Right Back Where We Started From

It seems to me we are heading right back to where we were, despite the media uproar over the latest $600 billion round of Bernanke nonsense. Nicole Foss explains we are simply extinguishing the excess claims to underlying real wealth. It is the collapse of debt that is occurring. Foss likens it to a game of musical chairs with 100 people and one chair. Good luck clamoring for that one chair. She says that credit is over 95% of the effective money supply. This is what the inflation hawks don’t address.

Foss goes on to say that markets invite speculation. She says that prices only reflect perception of things, not actual reality. So yes, it is possible for traders to jump on board a trend and push prices higher than would normally occur. The repercussions of this can be seen with the fall in the price of sugar, as an example, of over 12%, the biggest drop ever that occurred just last week.

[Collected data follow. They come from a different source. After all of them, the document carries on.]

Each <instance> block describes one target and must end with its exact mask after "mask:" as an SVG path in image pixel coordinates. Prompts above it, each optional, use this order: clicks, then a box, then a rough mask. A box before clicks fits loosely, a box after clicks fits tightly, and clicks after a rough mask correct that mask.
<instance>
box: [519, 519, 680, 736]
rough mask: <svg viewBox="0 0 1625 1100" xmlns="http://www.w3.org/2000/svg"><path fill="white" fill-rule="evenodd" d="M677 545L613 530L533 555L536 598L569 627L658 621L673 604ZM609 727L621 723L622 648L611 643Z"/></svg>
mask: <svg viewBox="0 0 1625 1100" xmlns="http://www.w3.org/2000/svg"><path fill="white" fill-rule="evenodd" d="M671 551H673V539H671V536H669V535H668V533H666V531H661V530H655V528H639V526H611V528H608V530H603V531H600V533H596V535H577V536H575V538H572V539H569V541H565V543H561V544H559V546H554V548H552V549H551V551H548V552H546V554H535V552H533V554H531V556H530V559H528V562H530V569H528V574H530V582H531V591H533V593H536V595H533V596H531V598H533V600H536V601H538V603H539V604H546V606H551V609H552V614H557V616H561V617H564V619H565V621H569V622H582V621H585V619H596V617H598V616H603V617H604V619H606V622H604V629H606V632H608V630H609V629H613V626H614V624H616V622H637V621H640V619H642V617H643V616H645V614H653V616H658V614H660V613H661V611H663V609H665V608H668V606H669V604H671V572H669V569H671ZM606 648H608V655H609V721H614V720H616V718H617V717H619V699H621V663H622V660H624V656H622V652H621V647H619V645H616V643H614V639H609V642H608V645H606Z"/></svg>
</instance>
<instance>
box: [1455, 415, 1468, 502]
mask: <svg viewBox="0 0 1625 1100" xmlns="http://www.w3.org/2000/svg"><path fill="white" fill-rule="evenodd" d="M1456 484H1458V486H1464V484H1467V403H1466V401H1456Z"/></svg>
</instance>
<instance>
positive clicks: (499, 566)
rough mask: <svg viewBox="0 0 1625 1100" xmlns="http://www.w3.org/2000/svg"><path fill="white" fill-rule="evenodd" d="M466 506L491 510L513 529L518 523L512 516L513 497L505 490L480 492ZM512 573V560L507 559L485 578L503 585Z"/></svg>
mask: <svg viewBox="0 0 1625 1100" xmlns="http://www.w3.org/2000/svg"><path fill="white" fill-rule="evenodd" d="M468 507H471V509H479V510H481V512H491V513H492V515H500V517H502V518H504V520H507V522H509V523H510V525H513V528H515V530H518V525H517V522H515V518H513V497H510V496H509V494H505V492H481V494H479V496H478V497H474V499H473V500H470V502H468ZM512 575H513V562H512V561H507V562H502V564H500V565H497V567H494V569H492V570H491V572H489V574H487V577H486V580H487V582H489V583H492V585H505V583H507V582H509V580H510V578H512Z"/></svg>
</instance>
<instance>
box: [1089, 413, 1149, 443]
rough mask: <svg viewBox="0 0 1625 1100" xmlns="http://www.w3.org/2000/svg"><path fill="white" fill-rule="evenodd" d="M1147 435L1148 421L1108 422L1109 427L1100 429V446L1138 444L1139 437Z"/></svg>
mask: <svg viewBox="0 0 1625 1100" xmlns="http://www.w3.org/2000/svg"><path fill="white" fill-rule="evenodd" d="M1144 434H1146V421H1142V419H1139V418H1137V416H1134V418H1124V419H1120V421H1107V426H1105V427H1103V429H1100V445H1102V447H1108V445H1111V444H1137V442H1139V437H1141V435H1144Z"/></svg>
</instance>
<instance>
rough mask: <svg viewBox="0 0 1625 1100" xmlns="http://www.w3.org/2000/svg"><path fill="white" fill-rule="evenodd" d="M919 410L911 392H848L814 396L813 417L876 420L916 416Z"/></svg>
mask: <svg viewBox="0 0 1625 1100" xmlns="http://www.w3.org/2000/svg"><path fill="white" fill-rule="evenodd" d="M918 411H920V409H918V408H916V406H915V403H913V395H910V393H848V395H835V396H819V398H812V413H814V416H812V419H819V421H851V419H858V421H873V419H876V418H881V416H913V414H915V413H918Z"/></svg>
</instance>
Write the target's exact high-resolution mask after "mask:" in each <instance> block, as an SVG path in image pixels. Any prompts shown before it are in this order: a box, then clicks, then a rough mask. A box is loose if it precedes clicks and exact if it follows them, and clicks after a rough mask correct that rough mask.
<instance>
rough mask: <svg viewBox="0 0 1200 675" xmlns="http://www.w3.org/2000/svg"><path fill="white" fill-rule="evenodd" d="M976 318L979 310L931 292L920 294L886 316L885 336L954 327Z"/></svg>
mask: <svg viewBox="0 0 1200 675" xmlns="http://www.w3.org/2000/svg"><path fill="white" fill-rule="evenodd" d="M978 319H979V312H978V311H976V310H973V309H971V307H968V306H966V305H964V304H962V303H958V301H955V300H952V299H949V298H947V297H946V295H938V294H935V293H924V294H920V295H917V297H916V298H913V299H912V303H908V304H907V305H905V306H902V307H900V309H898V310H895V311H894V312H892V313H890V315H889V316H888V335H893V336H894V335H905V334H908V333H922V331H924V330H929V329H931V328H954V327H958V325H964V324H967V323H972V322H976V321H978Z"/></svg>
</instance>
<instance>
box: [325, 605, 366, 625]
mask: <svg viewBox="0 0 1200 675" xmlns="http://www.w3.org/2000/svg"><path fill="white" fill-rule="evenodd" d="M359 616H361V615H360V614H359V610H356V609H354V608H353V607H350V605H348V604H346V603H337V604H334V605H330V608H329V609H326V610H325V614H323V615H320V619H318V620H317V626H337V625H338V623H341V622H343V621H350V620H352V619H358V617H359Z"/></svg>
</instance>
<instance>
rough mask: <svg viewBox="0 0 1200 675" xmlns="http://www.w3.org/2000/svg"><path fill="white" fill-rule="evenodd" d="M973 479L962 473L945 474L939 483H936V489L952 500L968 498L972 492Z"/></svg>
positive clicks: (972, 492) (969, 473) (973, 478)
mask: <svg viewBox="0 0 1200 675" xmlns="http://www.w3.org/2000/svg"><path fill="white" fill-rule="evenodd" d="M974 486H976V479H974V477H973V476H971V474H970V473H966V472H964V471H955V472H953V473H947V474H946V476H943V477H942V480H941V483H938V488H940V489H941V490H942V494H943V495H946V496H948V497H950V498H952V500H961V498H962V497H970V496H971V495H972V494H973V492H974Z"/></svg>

Price Discovery Coming Soon

Foss believes there is a price discovery coming soon. While mark to market accounting has hidden true values, those in the know are calling it “mark to make believe.” Banks have been doing this for quite some time with the FASB easing of mark to market rules instituted in 2007.

What we have with many assets are what Nicole Foss calls “virtual wealth.” Until that wealth is cashed in and turned into real wealth, it can’t buy your groceries. This is what most people don’t understand about wealth, especially in a deflationary scenario.

Does Your Home Ownership Constitute Wealth?

What happens when you can’t sell your home? Is that home considered real wealth if you can’t spend that wealth? If you can qualify for a loan against what’s left of the value of the home, sure. But if you decide to move to a state with less taxes for example, or even want to rent instead of being a home owner to allow for flexibility should it be needed as the economy deteriorates, good luck selling that home in a market where there are no buyers.

That’s why keeping an eye on unemployment, which is not improving and has no prospect of improving in a nation of spenders, not producers, is an important piece of the puzzle. You need employed people to buy your home.

How will this person turn that illiquid wealth represented by their real estate into spendable wealth? These are decisions that should be made today, while there is still a possibility of getting out.

Higher Interest Rates Will Trigger Future Debt Defaults

As this deflationary credit contraction unwinds, there will be a reluctance to spend and a fall in the velocity of money. The Fed and government can’t force people to spend and even dropping money from helicopters or handing people money would see them either pay off debt or use for necessities. Are higher interest rates good for the economy, or bad?

The above scenario with real estate and prices in general is what higher rates would precipitate. The economy comes to a halt. Consumers and businesses stop spending. Real estate prices would fall further. With people not spending, prices will fall. Foss says that like oil in the car that keeps the engine functioning. Money is the oil of the economy. Without people spending it, the economy contracts. In the 1929-1933 deflationary episode, prices fell 66%. Foss says it will be much worse today.

Inflation Eventually

This doesn’t mean that eventually we won’t have inflation rearing its ugly head. You can count on Bernanke and company to implement quantitative infinity. The inflation hawks will claim victory, albeit with some egg on their face as 2008 recently revealed. Inflation will come. But any talk of hyperinflation is premature at this point. Deflation is the story of the day.